Oh, that makes sense. Oracle.com either hates wget or is storing a cookie saying "yes, this guy accepted the T's and C's."

Actually download Java

Easiest thing to do was just to download the .bin file onto my desktop and use SCP (WinSCP if you need) to move it to my server.

Install Java

I decided to install Java in /usr/local/java.

sudo mkdir /usr/local/java

sudo cp jdk-6u32-linux-x64.bin /usr/local/java

cd /usr/local/java

sudo ./jdk-6u32-linux-x64.bin

Unpacking...

Checksumming...

Extracting...

UnZipSFX 5.50 of 17 February 2002, by Info-ZIP (Zip-Bugs@lists.wku.edu).

   creating: jdk1.6.0_32/

and so forth.

Unpacking Java like this is effectively "installing" it, if you hate yourself and want to write out the path to Java every time.
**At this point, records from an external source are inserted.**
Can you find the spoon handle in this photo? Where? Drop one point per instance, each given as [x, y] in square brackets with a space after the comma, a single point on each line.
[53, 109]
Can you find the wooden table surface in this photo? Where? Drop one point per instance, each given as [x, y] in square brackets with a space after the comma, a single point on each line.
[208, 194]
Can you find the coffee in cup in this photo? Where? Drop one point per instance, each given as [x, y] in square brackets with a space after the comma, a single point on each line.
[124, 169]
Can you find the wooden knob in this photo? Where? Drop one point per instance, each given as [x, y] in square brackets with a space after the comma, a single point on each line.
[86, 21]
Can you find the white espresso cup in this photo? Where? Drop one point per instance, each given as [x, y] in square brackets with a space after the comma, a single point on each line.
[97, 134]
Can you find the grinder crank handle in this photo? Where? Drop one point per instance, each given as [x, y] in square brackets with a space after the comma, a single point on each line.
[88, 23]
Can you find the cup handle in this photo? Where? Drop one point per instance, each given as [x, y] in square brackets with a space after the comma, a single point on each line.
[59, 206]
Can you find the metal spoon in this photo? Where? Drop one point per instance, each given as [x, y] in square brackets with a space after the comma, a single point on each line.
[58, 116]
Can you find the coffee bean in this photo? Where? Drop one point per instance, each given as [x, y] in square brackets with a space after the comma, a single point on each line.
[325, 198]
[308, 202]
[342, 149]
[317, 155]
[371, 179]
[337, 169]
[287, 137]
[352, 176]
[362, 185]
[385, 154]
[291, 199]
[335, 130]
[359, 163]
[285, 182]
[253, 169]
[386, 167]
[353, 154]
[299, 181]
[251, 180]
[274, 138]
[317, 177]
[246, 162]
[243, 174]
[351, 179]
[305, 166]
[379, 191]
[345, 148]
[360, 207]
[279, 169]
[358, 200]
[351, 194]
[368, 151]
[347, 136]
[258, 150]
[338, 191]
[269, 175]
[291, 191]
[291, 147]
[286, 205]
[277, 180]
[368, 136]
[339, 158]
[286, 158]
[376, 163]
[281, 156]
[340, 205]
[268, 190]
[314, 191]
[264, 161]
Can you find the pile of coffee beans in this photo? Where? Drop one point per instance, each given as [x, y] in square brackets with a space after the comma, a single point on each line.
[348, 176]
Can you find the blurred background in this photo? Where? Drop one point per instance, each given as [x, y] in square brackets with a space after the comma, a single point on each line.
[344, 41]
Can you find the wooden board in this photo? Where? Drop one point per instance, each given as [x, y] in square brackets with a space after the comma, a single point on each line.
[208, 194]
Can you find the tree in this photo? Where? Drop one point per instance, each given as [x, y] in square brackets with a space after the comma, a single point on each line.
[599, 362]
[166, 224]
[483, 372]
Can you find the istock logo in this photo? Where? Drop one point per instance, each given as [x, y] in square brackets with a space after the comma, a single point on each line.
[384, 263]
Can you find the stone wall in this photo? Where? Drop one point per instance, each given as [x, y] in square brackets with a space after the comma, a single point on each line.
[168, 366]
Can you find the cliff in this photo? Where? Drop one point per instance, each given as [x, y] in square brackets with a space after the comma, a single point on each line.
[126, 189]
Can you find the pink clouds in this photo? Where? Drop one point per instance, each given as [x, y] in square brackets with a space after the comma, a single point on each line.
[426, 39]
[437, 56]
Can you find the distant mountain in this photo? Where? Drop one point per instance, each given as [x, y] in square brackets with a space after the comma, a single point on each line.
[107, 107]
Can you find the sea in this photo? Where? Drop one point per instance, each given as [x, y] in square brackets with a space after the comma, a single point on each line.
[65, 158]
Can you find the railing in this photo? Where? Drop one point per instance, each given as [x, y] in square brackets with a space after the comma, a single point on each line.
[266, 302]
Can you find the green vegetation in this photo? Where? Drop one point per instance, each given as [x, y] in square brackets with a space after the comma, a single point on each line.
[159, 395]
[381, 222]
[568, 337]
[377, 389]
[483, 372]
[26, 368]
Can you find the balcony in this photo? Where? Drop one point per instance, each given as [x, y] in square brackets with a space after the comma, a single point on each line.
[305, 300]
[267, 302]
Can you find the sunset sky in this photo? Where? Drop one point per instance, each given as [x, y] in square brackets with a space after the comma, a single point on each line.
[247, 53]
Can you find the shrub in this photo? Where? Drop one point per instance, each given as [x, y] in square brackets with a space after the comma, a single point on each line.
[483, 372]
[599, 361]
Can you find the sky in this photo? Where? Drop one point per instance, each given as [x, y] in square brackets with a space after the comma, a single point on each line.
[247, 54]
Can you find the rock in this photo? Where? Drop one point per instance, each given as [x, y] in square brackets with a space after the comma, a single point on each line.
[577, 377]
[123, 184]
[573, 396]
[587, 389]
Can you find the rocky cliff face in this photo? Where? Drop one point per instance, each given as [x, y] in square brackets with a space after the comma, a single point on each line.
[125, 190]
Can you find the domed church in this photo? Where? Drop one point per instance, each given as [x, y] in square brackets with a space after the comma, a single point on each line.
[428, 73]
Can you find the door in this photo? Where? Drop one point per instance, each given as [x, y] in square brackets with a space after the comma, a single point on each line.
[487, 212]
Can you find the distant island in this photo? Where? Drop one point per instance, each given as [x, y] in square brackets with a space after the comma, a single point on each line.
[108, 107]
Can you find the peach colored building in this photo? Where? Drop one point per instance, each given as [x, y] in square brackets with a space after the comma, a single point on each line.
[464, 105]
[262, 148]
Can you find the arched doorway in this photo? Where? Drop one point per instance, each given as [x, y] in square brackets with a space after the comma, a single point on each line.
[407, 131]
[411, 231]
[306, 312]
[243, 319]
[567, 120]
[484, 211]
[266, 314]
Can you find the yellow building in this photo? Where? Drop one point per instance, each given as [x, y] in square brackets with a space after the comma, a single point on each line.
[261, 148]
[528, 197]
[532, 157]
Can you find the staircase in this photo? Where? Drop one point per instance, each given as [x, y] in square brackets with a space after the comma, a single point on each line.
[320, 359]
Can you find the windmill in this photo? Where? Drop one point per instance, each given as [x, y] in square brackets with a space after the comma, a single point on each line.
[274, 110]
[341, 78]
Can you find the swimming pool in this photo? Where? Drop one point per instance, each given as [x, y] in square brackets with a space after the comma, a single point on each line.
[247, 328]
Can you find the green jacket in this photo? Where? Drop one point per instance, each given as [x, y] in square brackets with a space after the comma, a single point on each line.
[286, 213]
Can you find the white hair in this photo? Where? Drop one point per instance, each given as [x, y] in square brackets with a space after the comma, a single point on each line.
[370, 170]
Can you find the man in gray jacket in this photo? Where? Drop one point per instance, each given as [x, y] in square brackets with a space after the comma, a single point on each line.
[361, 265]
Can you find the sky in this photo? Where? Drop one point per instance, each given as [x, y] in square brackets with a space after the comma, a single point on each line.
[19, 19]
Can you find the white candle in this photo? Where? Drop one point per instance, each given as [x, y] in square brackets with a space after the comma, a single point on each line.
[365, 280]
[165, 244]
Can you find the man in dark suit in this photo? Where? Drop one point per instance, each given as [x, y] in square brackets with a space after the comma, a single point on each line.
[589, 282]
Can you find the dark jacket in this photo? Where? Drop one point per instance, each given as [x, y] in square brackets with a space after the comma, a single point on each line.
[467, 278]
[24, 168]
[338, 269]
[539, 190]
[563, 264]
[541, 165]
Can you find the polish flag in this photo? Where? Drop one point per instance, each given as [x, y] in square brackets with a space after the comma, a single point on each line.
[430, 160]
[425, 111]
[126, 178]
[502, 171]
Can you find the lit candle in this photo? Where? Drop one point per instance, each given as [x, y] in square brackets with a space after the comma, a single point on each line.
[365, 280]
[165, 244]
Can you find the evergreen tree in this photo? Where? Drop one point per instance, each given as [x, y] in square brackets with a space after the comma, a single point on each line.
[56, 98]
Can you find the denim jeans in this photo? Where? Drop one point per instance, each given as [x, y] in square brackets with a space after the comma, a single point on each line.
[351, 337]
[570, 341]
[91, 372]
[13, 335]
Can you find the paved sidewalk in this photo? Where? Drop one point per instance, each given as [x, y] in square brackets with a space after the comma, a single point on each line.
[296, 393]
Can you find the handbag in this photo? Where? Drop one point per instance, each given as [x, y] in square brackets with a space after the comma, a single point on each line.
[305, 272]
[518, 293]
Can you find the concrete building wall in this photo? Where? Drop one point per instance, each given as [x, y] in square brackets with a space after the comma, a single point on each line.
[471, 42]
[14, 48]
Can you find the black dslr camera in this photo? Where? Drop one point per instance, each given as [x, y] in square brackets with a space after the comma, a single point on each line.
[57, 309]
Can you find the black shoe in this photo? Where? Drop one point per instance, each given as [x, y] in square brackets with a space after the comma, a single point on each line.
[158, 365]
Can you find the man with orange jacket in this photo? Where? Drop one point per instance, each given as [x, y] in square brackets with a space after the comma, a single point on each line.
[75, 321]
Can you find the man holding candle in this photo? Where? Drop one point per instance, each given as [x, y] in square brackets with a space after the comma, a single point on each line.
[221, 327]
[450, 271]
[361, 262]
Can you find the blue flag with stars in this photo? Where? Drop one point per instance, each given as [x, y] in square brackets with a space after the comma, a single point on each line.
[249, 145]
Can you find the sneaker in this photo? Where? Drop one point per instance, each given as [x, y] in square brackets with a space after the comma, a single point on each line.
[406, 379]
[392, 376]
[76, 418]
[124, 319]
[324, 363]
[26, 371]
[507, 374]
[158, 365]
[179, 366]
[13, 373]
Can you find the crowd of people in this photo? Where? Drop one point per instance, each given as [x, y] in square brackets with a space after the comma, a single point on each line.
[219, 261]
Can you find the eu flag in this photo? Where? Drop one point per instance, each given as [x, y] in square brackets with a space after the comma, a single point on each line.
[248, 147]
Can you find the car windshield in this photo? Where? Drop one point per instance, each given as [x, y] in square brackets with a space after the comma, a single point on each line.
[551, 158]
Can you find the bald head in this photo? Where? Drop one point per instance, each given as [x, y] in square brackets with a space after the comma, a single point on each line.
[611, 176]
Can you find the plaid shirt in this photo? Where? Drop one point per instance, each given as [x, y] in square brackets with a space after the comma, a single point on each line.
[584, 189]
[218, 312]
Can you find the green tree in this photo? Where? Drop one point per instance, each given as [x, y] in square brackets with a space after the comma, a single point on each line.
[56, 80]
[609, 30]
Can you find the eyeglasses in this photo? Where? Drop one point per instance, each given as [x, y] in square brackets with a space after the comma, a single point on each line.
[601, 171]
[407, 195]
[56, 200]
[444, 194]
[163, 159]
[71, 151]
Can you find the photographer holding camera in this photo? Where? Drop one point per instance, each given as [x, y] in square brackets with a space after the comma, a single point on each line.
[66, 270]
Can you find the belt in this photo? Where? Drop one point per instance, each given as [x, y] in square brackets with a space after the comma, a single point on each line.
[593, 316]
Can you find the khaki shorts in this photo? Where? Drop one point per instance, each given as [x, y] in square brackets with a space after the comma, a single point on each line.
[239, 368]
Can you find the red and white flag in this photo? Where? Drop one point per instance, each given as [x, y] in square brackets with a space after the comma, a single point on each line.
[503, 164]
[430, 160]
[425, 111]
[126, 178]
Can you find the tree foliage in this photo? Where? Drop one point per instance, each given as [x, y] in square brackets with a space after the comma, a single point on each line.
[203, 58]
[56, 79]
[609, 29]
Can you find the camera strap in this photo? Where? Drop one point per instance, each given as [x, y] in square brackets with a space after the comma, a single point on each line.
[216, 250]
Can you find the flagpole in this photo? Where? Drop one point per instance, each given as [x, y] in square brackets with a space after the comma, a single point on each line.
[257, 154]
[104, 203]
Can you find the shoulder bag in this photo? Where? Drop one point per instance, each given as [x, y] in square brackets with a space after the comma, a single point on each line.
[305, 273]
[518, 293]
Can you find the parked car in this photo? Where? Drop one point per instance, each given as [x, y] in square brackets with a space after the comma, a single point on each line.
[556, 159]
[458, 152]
Set Environmental Variables

I don't hate myself, so I set a couple of environmental variables, notably PATH, JAVA_HOME, and JDK_HOME. The first one allows you to just type

javac foo.java

java foo

as opposed to writing it all out, and the latter two are requested by Hadoop. I set these in my /etc/profile file. Add the following to the end of your /etc/profile:

export JAVA_HOME=/usr/local/java/jdk1.6.0_32

export JDK_HOME=$JAVA_HOME

export PATH=$PATH:/usr/local/java/jdk1.6.0_32/bin

Finally, run

source /etc/profile

There. Now Java is installed for all intents and purposes. Way to go. As an aside, I ran into some problems with JAVA_HOME as I was trying to install Hadoop, but I'll cover those later.